Je fais partie de ceux qui pensent qu'un nouveau reconfinement aurait des effets pires que le Covid lui-même sur la population. Moi j'ai entendu la Société Française de Pédiatrie indiquer qu'elle voyait arriver dans les hôpitaux, dans les établissements médicaux, chez les médecins, un déferlement d'enfants qui vont de plus en plus mal, une augmentation des suicides significative chez les moins de 15 ans, on voit de plus en plus de chefs d'entreprise qui ont des difficultés à rembourser, qui auront des difficultés à rembourser le prêt garanti par l'État. Donc je pense qu'on est arrivé au bout d'une logique dont on peine à voir d'ailleurs l'efficacité. Quelle efficacité pour le coup ?

Quelle efficacité pour un couvre-feu le week-end alors que les écoles resteraient ouvertes ? Donc pour être totalement transparent, je suis extrêmement réticent à l'idée d'un troisième reconfinement en Ile-de-France. Je pense qu'on peut encore l'éviter. Et on peut l'éviter pour une raison très simple, c'est qu'on n'a pas fait l'essentiel. On a mis en place des opérations de com' qui ont visé à exfiltrer quelques dizaines de patients très loin de la région Ile-de-France. Ça n'a pas tout le marché avec les trains en plus. Alors que vous avez parfaitement raison, c'est pour cela que je le souligne, ça coûte très cher, ça demande des moyens humains qui sont considérables.

Et le bon sens, je voudrais plutôt qu'on fasse venir des soignants des régions où le virus circule moins, vers les régions en tension et qu'on fasse en sorte de créer des lits. Parce que moi, je veux bien, si vous voulez, qu'on se pose la question du confinement ou pas du confinement. Mais le confinement, c'est quand on a tout raté. Et la première des choses qui a raté le gouvernement, c'est que nous avons aujourd'hui les mêmes capacités hospitalières qu'il y a un an, qu'on a continué à fermer des lits. D'ailleurs, des lits qui avaient accueilli des patients Covid.

1:53
Présentateur

Martin Herch a dit que par exemple, en Seine-Saint-Denis ou par exemple en Seine-et-Marne, actuellement, la situation était beaucoup plus explosive qu'elle ne l'était lors du début dramatique de l'épidémie il y a un an.
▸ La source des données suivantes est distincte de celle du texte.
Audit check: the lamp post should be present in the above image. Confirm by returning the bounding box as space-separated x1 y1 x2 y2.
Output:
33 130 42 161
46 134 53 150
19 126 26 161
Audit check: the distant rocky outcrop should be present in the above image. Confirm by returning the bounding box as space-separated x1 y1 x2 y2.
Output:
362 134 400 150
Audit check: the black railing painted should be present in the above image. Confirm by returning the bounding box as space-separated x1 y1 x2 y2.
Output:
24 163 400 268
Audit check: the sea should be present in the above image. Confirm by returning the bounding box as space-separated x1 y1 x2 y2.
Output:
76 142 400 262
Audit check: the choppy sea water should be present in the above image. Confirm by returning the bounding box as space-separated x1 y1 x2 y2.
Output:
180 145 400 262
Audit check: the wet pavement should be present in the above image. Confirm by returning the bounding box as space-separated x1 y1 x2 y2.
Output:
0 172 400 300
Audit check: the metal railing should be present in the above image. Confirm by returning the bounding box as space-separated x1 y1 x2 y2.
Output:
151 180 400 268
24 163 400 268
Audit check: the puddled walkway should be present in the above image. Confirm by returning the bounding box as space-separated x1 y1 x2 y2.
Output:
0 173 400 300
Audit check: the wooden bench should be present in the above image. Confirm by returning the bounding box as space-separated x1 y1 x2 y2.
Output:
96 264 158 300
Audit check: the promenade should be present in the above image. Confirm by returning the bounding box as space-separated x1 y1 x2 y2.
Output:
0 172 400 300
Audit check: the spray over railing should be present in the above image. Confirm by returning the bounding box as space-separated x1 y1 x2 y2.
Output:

C'est-à-dire qu'on était en sur-capacité pour les hôpitaux de la région.

2:06
Jordan Bardella

Mais pour une raison très simple, c'est que nous avons, d'abord, l'intégralité des capacités du privé n'ont pas encore été exploitées. La Fédération de l'hospitalisation privée, j'ai entendu le patron dire elle-même, qu'elle pouvait encore pousser jusqu'à 5 à 10% d'admission en réanimation. Et surtout, on voit bien qu'on est en train de payer, non pas les dégâts du Covid, mais les dégâts de nos politiques d'austérité que nous avons menées pendant des années dans l'hôpital public. Et lorsque vous avez dans un département comme le mien, à la Seine-Saint-Denis, 100 lits de réanimation pour 1,6 million d'habitants, effectivement qu'on ne peut pas faire face à une épidémie.

Donc il faut créer des lits de réanimation, il faut faire venir du personnel, il faut généraliser les autotests salivaires, dont la Haute Autorité de Santé s'est chargée de valider le dispositif depuis maintenant quelques jours. Mais encore une fois, ce gouvernement, il leur a tout raté. La première des choses qu'il a raté, ce sont évidemment les commandes de vaccins, parce que des pays qui ont vacciné massivement, comme Israël, ont pu évidemment rouvrir les restaurants, reprendre un semblant de vie normale, et en tout cas, ce Waterloo vaccinal que nous vivons en France et plus largement en Europe, a évidemment des conséquences à la reprise économique.

3:14
Présentateur

Vous n'auront plus si vous étiez au pouvoir à AstraZeneca ? Je ne suis pas médecin, je n'ai pas les données scientifiques,

3:22
Jordan Bardella

mais il faut évidemment que des tests soient effectués par les autorités françaises. J'ai plus confiance, je peux vous le dire, entre les autorités françaises que dans les autorités européennes, mais la décision qui a été prise, si vous voulez, quelques heures après l'Allemagne, alors même que M. Macron, M. Véran, M. Castec nous ont expliqué pendant plusieurs jours qu'il n'y avait aucun problème avec AstraZeneca, est extrêmement révélateur d'une forme d'amateurisme, et on voit bien qu'à suivre l'Allemagne, on y perd l'intérêt national, l'intérêt français.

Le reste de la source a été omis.